Lütgert: We have never thought in genres and it has never been about questions of cinema.. The most important thing was the fast and up-to-date programming, responding to the current context, that we could get from a large archive. But in the end, availability of material was always the question. Collecting anything from TV cartoon shows to »Machinimas« (a type of DIY digital video produced with the use of computer-game engines), as well as art videos and documentaries, makes the collection huge, but also opens new paths for developing quality programs. A lot of our archive consists of French cinema, American cinema, digital cinema; there is very little German cinema.
Blaçe: I remember seeing some of the consequences of such decisions in the tagging system, where one of the keywords was »toilet scene« (which connects all video material inside the database with a toilet scene). How is the website useful to the people interested in Pirate Cinema (since it does not host video files itself)?
Gerber: The website was a result of the programs. It catalogued the program announcements, which were always sent just three days in advance. We were developing a comprehensive database and web-search interface to access information on available material so that any potential subsequent Pirate Cinema event would have a source of fresh and relevant information. Since the original event, the Pirate Cinema idea has spread to a number of cities across Europe and has been adapted and presented by locals in their own way and with their own dynamics (London, Copenhagen, Weimar...). We are always open to invitations to go to new places to promote and help set up local nodes with fresh copies of the archive (Cologne, Paris, NYC, Zagreb, Tarifa, Munich...).
Blaçe: How do you see the future of Pirate Cinema and its network of nodes?
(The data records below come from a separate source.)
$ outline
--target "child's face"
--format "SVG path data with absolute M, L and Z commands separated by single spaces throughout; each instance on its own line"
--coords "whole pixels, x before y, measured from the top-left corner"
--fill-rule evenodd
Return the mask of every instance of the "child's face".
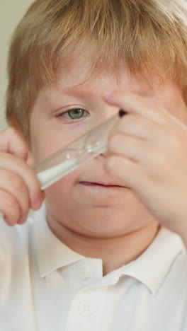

Is there a grass-root copyleft cinema scene developing among young film enthusiasts that would be comparable with or connect to hacker culture among geeks or party culture among electronic music fans?
Lütgert: There are a number of illegal screening events, but most of them have less of a political discourse, aside from the obvious violation of copyright. File-sharing was important as a production method in social networks. For us, too, getting people to interact during events and exchange files is one of key components of the program.
Gerber: We try to keep Pirate Cinema going with as low a work load as possible, and develop it so that it doesn't eat all of our time, as we run it exclusively from our own pockets. Without the bootlab infrastructure, it would be impossible.
Blaçe: How do traditional film makers and film critics react to your work?
SL: Film people have always been positive in their feedback about the ideas. About one-third of film critics in Berlin have been to Pirate Cinema screenings.